On Wednesday, Minnesota coach Richard Pitino announced that senior guard Carlos Morris had been dismissed from the team, pinching the Gophers' backcourt depth and shortening the rotation to just nine scholarship players. 

He also removed a veteran from the rotation who was averaging 25.6 minutes a game.

The biggest beneficiary of that shakeup in terms of opportunity will likely be freshman reserve Kevin Dorsey. 

The 6-foot, 175-pound guard is averaging 6.6 points in 17.5 minutes on the year but has stood out in bigger chances lately. In the last four games, Dorsey has played 21.5 minutes a game and averaged 15.3 points a game, including a career-high 21 points at Indiana when Morris missed a game due to the funeral of a family friend in Florida. Only five of his 32 turnovers on the season have come in the last seven games.

Dorsey's speed can change a game with his ability to push the pace and get by most opponents. The problem is, his lack of length can halt his momentum at the rim if he's not careful about the chances he takes.

"He's still got to stop getting his shot blocked so much," Pitino said. "He's driving into the trees a little too much ...but he's getting more stable. He's turning the ball over less."

Interestingly, the Gophers have been playing the undersized guard more at shooting guard, in the lineup with sophomore point guard Nate Mason. It's something Pitino said he would never do at the start of the season, but it's looked really effective at times when Minnesota has been able to use their aggressive speed to launch a driving attack, by far the Gophers' best offense. 

On Wednesday, Pitino said we'll likely see more of that, possibly starting on Thursday when the Gophers will face No. 6 Maryland at home (7 p.m., BTN). 

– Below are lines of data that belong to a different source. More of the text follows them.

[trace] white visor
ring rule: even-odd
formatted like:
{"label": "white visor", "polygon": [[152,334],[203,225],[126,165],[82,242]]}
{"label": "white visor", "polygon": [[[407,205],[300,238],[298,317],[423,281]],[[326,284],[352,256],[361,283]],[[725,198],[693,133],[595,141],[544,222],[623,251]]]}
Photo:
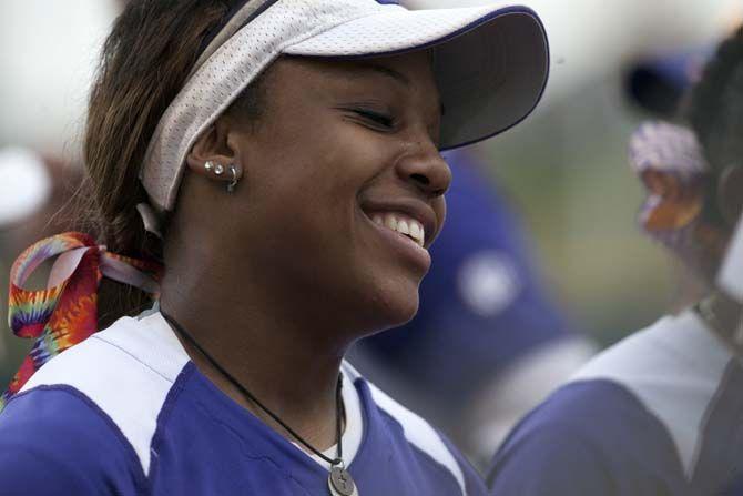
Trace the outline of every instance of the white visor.
{"label": "white visor", "polygon": [[727,247],[727,256],[720,271],[719,284],[723,291],[743,303],[743,216]]}
{"label": "white visor", "polygon": [[543,26],[529,8],[409,11],[391,0],[252,0],[214,36],[163,114],[140,178],[172,210],[197,140],[281,54],[358,59],[430,49],[445,108],[441,150],[496,135],[539,102],[549,72]]}

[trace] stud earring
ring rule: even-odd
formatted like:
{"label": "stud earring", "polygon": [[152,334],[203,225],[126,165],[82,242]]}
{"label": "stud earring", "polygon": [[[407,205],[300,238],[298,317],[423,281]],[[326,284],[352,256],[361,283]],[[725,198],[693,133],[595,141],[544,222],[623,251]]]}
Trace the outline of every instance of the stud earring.
{"label": "stud earring", "polygon": [[227,193],[233,193],[238,181],[237,169],[235,169],[234,165],[230,165],[230,173],[232,173],[232,181],[230,181],[230,184],[227,184]]}

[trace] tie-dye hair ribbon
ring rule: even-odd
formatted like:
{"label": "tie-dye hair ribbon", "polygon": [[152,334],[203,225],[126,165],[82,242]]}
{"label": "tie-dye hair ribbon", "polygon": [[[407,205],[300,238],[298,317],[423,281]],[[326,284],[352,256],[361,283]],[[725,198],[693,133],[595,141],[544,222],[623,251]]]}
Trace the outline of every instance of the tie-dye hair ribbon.
{"label": "tie-dye hair ribbon", "polygon": [[[47,287],[23,285],[45,261],[54,261]],[[161,266],[110,253],[88,234],[58,234],[28,247],[10,271],[8,323],[19,337],[34,338],[29,355],[0,396],[0,411],[47,362],[98,331],[98,287],[109,277],[157,294]]]}

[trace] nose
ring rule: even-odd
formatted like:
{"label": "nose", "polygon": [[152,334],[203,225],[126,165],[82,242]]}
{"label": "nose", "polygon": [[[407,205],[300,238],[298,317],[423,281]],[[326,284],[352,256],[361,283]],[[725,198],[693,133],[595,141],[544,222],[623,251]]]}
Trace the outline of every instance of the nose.
{"label": "nose", "polygon": [[436,146],[419,146],[397,163],[398,176],[426,196],[441,196],[451,184],[451,169]]}

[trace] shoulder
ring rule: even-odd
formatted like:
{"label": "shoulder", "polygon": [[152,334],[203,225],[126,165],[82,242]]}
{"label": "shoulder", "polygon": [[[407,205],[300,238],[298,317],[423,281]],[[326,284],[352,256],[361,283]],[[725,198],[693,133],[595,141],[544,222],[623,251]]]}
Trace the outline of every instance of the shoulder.
{"label": "shoulder", "polygon": [[[693,311],[621,341],[572,379],[611,381],[631,393],[668,431],[689,478],[701,476],[706,455],[743,447],[722,434],[743,415],[743,367]],[[717,456],[720,463],[729,460]]]}
{"label": "shoulder", "polygon": [[344,371],[360,395],[366,396],[364,403],[367,409],[373,409],[367,412],[368,416],[378,416],[390,431],[400,434],[411,449],[431,462],[438,472],[454,478],[462,495],[485,493],[485,486],[474,468],[436,428],[366,381],[347,363]]}
{"label": "shoulder", "polygon": [[741,387],[740,363],[693,312],[664,317],[588,362],[525,418],[498,452],[491,479],[510,484],[527,467],[538,482],[580,474],[568,487],[591,477],[678,494],[717,487],[720,467],[733,469],[731,452],[743,446],[722,434],[743,415]]}
{"label": "shoulder", "polygon": [[21,394],[47,403],[48,394],[38,393],[74,392],[121,433],[147,474],[159,415],[186,363],[160,314],[124,317],[51,360]]}
{"label": "shoulder", "polygon": [[681,495],[685,479],[665,426],[622,385],[558,389],[500,447],[492,494]]}
{"label": "shoulder", "polygon": [[[3,494],[144,494],[136,455],[111,418],[79,391],[38,386],[0,414]],[[8,493],[4,493],[4,492]]]}

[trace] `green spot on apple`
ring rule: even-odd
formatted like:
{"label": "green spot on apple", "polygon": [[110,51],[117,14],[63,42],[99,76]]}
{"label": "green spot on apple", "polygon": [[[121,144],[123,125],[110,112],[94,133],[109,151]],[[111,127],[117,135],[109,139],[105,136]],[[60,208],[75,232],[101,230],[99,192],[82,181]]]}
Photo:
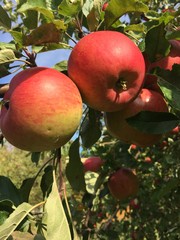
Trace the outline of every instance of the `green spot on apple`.
{"label": "green spot on apple", "polygon": [[126,91],[127,90],[126,80],[124,80],[124,78],[122,77],[119,78],[118,81],[116,82],[115,88],[118,91]]}

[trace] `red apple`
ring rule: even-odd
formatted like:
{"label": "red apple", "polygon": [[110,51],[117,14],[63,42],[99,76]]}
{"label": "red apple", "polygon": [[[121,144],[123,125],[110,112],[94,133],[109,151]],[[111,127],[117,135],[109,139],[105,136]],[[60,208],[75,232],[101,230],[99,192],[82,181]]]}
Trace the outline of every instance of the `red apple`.
{"label": "red apple", "polygon": [[103,164],[104,161],[100,157],[89,157],[83,162],[84,171],[98,172]]}
{"label": "red apple", "polygon": [[147,147],[157,143],[162,135],[150,134],[139,131],[130,126],[126,119],[141,111],[168,112],[168,106],[159,93],[142,89],[138,97],[128,106],[118,112],[105,113],[105,124],[108,132],[129,144]]}
{"label": "red apple", "polygon": [[138,178],[131,169],[120,168],[108,179],[108,188],[118,200],[126,199],[138,192]]}
{"label": "red apple", "polygon": [[152,159],[150,157],[145,157],[144,162],[146,163],[152,163]]}
{"label": "red apple", "polygon": [[172,70],[174,64],[180,64],[180,42],[177,40],[170,40],[171,49],[166,57],[159,59],[149,65],[149,71],[155,67],[160,67],[165,70]]}
{"label": "red apple", "polygon": [[78,88],[57,70],[35,67],[19,72],[4,96],[0,125],[17,148],[40,152],[64,145],[82,116]]}
{"label": "red apple", "polygon": [[142,87],[144,58],[124,34],[97,31],[76,44],[68,60],[68,74],[87,105],[99,111],[118,111]]}

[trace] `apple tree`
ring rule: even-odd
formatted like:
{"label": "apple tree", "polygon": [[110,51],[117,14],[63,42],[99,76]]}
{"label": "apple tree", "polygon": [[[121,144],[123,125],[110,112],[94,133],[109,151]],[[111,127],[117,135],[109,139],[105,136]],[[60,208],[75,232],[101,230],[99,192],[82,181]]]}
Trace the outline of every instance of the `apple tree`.
{"label": "apple tree", "polygon": [[179,16],[175,0],[1,1],[1,148],[37,171],[0,175],[0,240],[180,238]]}

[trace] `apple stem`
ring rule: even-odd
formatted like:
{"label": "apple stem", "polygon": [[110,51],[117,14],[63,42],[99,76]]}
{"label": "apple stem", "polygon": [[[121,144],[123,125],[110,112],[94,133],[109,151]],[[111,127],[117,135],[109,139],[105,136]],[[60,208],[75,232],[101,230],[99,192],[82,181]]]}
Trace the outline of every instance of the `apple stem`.
{"label": "apple stem", "polygon": [[119,80],[116,82],[116,89],[123,90],[123,91],[127,90],[127,84],[124,78],[119,78]]}
{"label": "apple stem", "polygon": [[5,100],[5,99],[3,99],[2,101],[1,101],[1,104],[8,110],[9,109],[9,100]]}

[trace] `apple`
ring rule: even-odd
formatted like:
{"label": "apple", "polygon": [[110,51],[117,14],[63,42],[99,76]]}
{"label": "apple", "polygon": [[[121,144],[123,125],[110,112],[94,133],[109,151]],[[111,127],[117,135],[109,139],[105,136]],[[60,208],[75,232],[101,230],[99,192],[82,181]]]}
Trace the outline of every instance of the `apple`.
{"label": "apple", "polygon": [[28,68],[10,82],[3,99],[0,127],[17,148],[40,152],[70,140],[82,116],[78,88],[61,72]]}
{"label": "apple", "polygon": [[178,40],[169,40],[169,42],[171,44],[169,54],[166,57],[149,64],[149,71],[155,67],[172,70],[174,64],[180,64],[180,42]]}
{"label": "apple", "polygon": [[139,48],[117,31],[82,38],[68,59],[68,75],[83,101],[98,111],[123,109],[140,92],[145,63]]}
{"label": "apple", "polygon": [[84,172],[98,172],[103,164],[104,161],[100,157],[89,157],[83,162]]}
{"label": "apple", "polygon": [[145,157],[145,158],[144,158],[144,162],[146,162],[146,163],[152,163],[151,157]]}
{"label": "apple", "polygon": [[125,109],[104,114],[108,132],[123,142],[136,144],[140,147],[147,147],[157,143],[162,138],[162,134],[145,133],[127,123],[127,118],[141,111],[168,112],[168,106],[161,94],[144,88],[138,97],[129,103]]}
{"label": "apple", "polygon": [[113,197],[124,200],[137,194],[138,178],[129,168],[120,168],[108,179],[108,188]]}

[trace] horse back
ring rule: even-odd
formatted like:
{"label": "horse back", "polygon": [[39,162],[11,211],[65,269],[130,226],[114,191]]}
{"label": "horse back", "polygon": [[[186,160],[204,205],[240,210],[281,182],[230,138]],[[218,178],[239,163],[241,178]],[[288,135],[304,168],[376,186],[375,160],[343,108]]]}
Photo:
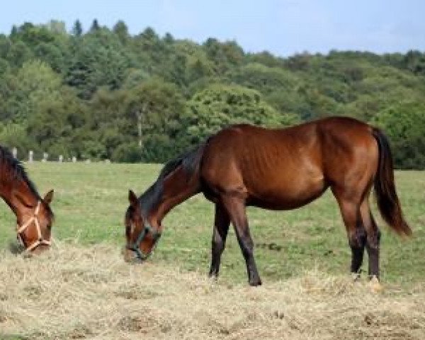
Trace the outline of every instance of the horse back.
{"label": "horse back", "polygon": [[234,125],[208,141],[201,178],[212,196],[237,195],[271,209],[298,208],[322,195],[341,168],[350,167],[353,155],[361,154],[352,142],[367,144],[368,129],[344,118],[285,129]]}

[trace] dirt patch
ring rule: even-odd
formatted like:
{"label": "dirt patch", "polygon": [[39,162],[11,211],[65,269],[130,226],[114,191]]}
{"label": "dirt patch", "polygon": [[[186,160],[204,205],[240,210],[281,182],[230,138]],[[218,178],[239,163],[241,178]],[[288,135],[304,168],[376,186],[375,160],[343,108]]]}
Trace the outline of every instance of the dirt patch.
{"label": "dirt patch", "polygon": [[258,288],[244,278],[230,285],[154,259],[128,264],[110,245],[57,244],[40,256],[4,251],[0,259],[1,339],[421,339],[425,334],[425,289],[417,287],[375,294],[366,279],[319,272]]}

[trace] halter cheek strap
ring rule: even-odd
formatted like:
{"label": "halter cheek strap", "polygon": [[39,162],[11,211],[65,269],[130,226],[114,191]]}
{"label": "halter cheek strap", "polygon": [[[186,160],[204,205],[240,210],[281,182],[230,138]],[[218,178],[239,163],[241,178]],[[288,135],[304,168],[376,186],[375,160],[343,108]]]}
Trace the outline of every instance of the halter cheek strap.
{"label": "halter cheek strap", "polygon": [[[143,241],[148,232],[152,234],[152,237],[154,239],[154,245],[149,253],[144,253],[140,249],[140,248],[139,248],[139,244],[140,244],[142,241]],[[152,254],[152,251],[157,246],[157,242],[159,237],[161,237],[161,232],[152,228],[149,222],[147,222],[146,225],[144,226],[140,234],[139,234],[136,242],[133,243],[130,247],[128,247],[128,249],[135,251],[136,253],[137,257],[139,259],[146,260],[149,256],[150,256],[150,255]]]}
{"label": "halter cheek strap", "polygon": [[18,225],[17,226],[18,237],[21,239],[21,241],[22,242],[22,237],[21,236],[21,234],[22,234],[33,222],[34,222],[34,224],[35,225],[35,228],[37,229],[37,235],[38,238],[37,241],[35,241],[34,243],[33,243],[31,245],[26,248],[26,251],[30,251],[31,250],[38,247],[40,244],[46,244],[47,246],[50,245],[50,241],[43,239],[42,234],[41,234],[41,229],[40,228],[40,222],[38,221],[38,212],[40,212],[40,205],[41,201],[39,200],[37,203],[37,207],[35,208],[35,210],[33,214],[33,217],[21,226],[19,226],[19,225]]}

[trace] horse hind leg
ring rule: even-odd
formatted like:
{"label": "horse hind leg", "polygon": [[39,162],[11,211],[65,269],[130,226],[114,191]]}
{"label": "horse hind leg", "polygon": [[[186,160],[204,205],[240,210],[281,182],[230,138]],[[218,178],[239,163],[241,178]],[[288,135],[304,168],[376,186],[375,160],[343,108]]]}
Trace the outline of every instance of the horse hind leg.
{"label": "horse hind leg", "polygon": [[380,231],[370,212],[369,202],[365,198],[361,206],[361,218],[366,232],[366,250],[369,258],[368,273],[374,290],[381,289],[379,284],[379,253]]}
{"label": "horse hind leg", "polygon": [[351,271],[356,280],[360,276],[366,245],[366,232],[361,216],[360,200],[353,199],[353,196],[344,196],[334,189],[332,189],[332,191],[339,205],[347,232],[348,244],[351,249]]}

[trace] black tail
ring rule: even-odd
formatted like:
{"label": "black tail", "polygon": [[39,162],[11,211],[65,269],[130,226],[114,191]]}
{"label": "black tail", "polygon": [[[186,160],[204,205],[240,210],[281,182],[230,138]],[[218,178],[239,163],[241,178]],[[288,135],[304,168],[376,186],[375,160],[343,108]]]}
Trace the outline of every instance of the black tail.
{"label": "black tail", "polygon": [[383,132],[373,128],[372,134],[379,147],[379,164],[375,177],[375,193],[382,218],[399,234],[411,235],[412,230],[403,217],[395,191],[392,156],[388,140]]}

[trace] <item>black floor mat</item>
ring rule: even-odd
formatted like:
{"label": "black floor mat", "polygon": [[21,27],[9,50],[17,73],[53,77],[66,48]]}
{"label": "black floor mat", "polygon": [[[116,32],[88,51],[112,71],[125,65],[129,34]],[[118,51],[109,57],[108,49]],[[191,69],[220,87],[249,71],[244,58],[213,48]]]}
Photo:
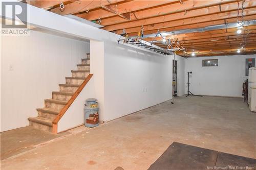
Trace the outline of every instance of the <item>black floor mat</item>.
{"label": "black floor mat", "polygon": [[148,169],[255,169],[255,166],[256,159],[175,142]]}

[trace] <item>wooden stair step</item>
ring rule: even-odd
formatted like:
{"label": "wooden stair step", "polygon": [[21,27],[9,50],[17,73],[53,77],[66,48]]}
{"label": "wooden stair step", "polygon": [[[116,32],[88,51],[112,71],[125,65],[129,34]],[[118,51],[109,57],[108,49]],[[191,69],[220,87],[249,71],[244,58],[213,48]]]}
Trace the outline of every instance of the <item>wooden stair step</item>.
{"label": "wooden stair step", "polygon": [[86,61],[86,60],[90,60],[90,58],[82,58],[82,61]]}
{"label": "wooden stair step", "polygon": [[35,122],[44,125],[52,127],[52,120],[48,118],[37,116],[35,117],[29,117],[28,118],[28,120],[29,121]]}
{"label": "wooden stair step", "polygon": [[77,79],[77,80],[85,80],[86,77],[66,77],[66,79]]}
{"label": "wooden stair step", "polygon": [[89,70],[71,70],[71,72],[90,72]]}
{"label": "wooden stair step", "polygon": [[76,64],[76,66],[90,66],[90,64]]}
{"label": "wooden stair step", "polygon": [[55,103],[55,104],[59,104],[61,105],[66,105],[67,103],[68,103],[68,101],[59,101],[57,100],[54,100],[54,99],[46,99],[45,100],[45,102],[48,102],[48,103]]}
{"label": "wooden stair step", "polygon": [[80,87],[79,84],[59,84],[59,86],[65,86],[65,87]]}
{"label": "wooden stair step", "polygon": [[74,93],[71,92],[64,92],[64,91],[53,91],[52,93],[53,94],[62,94],[67,95],[73,95],[73,94],[74,94]]}
{"label": "wooden stair step", "polygon": [[47,107],[43,107],[42,108],[37,108],[36,109],[37,111],[40,111],[42,112],[48,113],[50,114],[56,114],[57,115],[59,114],[59,111],[54,110],[52,108],[49,108]]}

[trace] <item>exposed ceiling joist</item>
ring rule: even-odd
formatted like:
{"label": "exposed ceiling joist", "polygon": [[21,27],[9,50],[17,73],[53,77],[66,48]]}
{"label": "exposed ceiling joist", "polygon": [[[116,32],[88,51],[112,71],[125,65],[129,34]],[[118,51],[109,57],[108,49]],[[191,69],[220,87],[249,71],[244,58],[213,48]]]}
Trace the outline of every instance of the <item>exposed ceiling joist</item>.
{"label": "exposed ceiling joist", "polygon": [[119,16],[122,17],[122,18],[124,18],[127,20],[131,20],[131,14],[126,13],[126,14],[121,14],[118,13],[118,11],[117,10],[117,6],[116,5],[115,5],[114,7],[113,7],[113,6],[101,6],[101,7],[110,12],[113,13],[113,14],[118,15]]}
{"label": "exposed ceiling joist", "polygon": [[[245,16],[256,14],[256,1],[250,7],[248,7],[244,12]],[[143,26],[144,31],[155,30],[164,28],[180,26],[184,25],[197,23],[209,20],[220,20],[221,19],[228,19],[232,17],[237,17],[237,6],[230,6],[230,10],[225,12],[218,13],[218,8],[213,7],[210,8],[212,10],[203,9],[198,11],[192,11],[190,14],[182,15],[178,13],[156,18],[152,18],[143,20],[131,21],[127,23],[105,27],[104,29],[112,31],[117,30],[115,32],[119,34],[123,28],[125,29],[126,33],[137,32],[140,31],[140,27]],[[232,9],[232,11],[230,11]],[[202,16],[202,14],[207,15]],[[241,14],[240,14],[241,15]],[[240,15],[241,16],[241,15]]]}
{"label": "exposed ceiling joist", "polygon": [[[196,4],[194,4],[193,1],[187,1],[184,2],[182,5],[181,5],[179,3],[172,4],[167,4],[163,6],[160,6],[154,8],[147,9],[144,10],[136,11],[132,14],[132,20],[135,22],[130,22],[132,23],[133,27],[136,26],[141,26],[146,25],[147,24],[152,24],[152,23],[160,22],[161,21],[167,21],[170,20],[174,20],[173,16],[170,17],[175,13],[178,13],[178,16],[179,17],[182,17],[180,15],[183,15],[184,17],[188,17],[190,14],[189,11],[191,10],[195,10],[196,9],[202,9],[204,7],[209,7],[212,6],[217,6],[216,12],[219,12],[219,5],[223,3],[233,3],[233,4],[236,4],[236,9],[237,9],[237,1],[195,1],[195,3],[196,2]],[[234,2],[236,2],[234,3]],[[211,11],[213,11],[212,9],[208,8],[205,8],[205,11],[199,12],[200,14],[204,15],[204,12],[207,12],[208,11],[210,12]],[[197,15],[199,15],[198,11],[197,11]],[[182,13],[181,12],[183,12]],[[213,11],[212,11],[213,12]],[[174,18],[175,18],[175,16],[173,16]],[[147,18],[147,19],[146,19]],[[145,20],[143,20],[142,19],[146,19]],[[151,22],[153,21],[153,22]],[[122,19],[122,18],[118,18],[117,17],[113,17],[103,19],[102,20],[102,25],[106,26],[110,26],[112,25],[121,24],[126,22],[126,20]],[[138,25],[136,25],[138,23]],[[125,25],[124,23],[124,26]],[[121,28],[125,28],[125,27],[122,26],[123,25],[118,25],[118,26],[121,26]],[[116,30],[116,29],[114,30]],[[108,31],[112,31],[111,30],[108,30]]]}
{"label": "exposed ceiling joist", "polygon": [[72,14],[87,10],[100,8],[108,5],[116,4],[123,0],[115,1],[80,1],[79,3],[70,3],[65,6],[65,10],[61,11],[59,8],[51,10],[51,12],[60,15]]}
{"label": "exposed ceiling joist", "polygon": [[40,8],[48,9],[54,6],[59,5],[62,2],[63,3],[66,3],[69,1],[36,1],[36,0],[28,0],[27,1],[28,4],[36,6]]}

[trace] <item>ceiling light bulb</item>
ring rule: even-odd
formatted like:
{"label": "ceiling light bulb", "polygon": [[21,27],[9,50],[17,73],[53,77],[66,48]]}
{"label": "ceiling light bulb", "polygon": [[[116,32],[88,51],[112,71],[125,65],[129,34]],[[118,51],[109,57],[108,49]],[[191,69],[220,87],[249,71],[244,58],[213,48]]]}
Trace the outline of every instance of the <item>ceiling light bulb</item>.
{"label": "ceiling light bulb", "polygon": [[238,34],[240,34],[242,33],[242,30],[241,29],[238,29],[238,31],[237,31],[237,33]]}

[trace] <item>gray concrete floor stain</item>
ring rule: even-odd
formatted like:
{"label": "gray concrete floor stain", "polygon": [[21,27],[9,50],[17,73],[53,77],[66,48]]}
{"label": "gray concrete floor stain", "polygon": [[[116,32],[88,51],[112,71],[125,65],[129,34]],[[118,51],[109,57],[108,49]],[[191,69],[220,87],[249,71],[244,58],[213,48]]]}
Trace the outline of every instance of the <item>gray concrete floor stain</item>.
{"label": "gray concrete floor stain", "polygon": [[242,99],[189,96],[174,102],[2,160],[1,169],[146,169],[174,141],[256,158],[256,113]]}

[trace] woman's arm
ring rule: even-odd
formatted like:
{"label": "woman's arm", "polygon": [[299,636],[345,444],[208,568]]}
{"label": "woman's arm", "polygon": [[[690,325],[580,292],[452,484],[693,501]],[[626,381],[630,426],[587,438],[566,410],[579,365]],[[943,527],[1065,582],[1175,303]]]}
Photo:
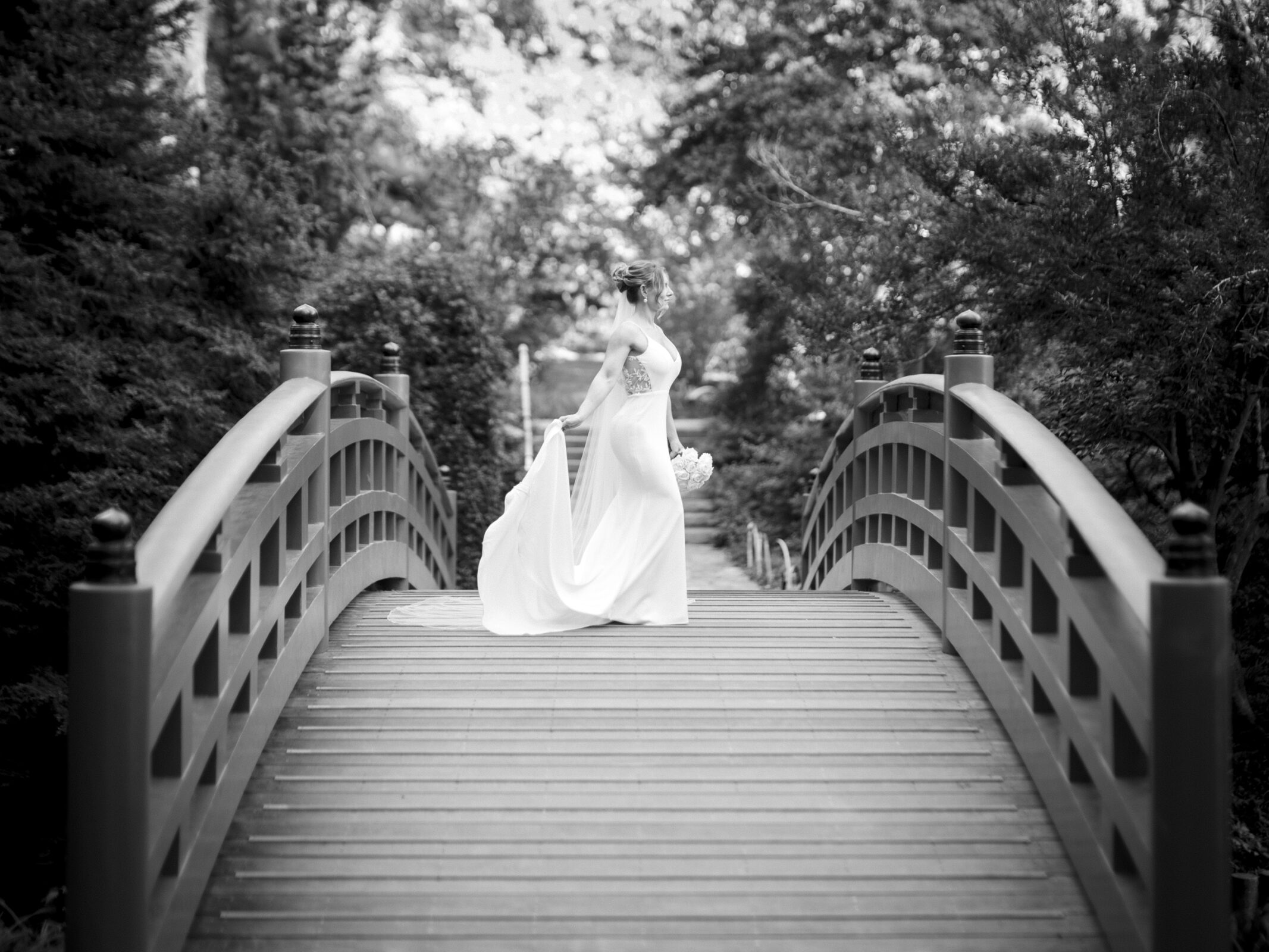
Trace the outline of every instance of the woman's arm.
{"label": "woman's arm", "polygon": [[670,396],[665,397],[665,435],[670,440],[670,458],[673,459],[683,452],[683,443],[679,440],[679,430],[674,426],[674,411],[670,407]]}
{"label": "woman's arm", "polygon": [[586,399],[581,401],[581,406],[577,407],[577,413],[560,418],[560,423],[566,430],[571,430],[575,426],[584,424],[590,419],[590,415],[595,413],[595,409],[604,402],[604,397],[608,396],[608,391],[613,388],[613,385],[621,376],[622,367],[626,364],[626,358],[640,343],[638,338],[642,335],[643,331],[629,322],[621,324],[613,331],[613,336],[608,340],[608,350],[604,353],[604,363],[599,368],[599,373],[595,374],[595,380],[590,382],[590,388],[586,391]]}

"We will look at playing him and Nate together," Pitino said. "That's something we'll go to early to make up for this."

That lineup could also include fellow freshman Dupree McBrayer, who has started for the last nine games. Though very undersized, those three seem to play well together and give the Gophers' three options for attacking the lane, making them harder to defend. 

Mason smiled on Wednesday when asked about what he likes about the trio being on the court at the same time.

"I feel like no one can stay in front of us, so it's dangerous to have us on the court at the same time because we can get past anyone, get fouled, get to the rim," he said. "Having two point guards on the floor is always blessed."

Whatever the Gophers do, they'll have to make up for a senior who was averaging 9.8 points a game and has been responsible for some clutch three-pointers in big situations this year -- while also trying desperately to take the next step before the sand timer runs out. For a team that has been offensively challenged all season, that's a big task.

"Carlos was a good player, so I feel like everyone is just going to have to step up and provide for what we're going to be missing," Mason said. "Both of those guys, Dupree and Kevin are good players. I feel like it's been shown in a couple games throughout the season but now should be the time when it's obvious."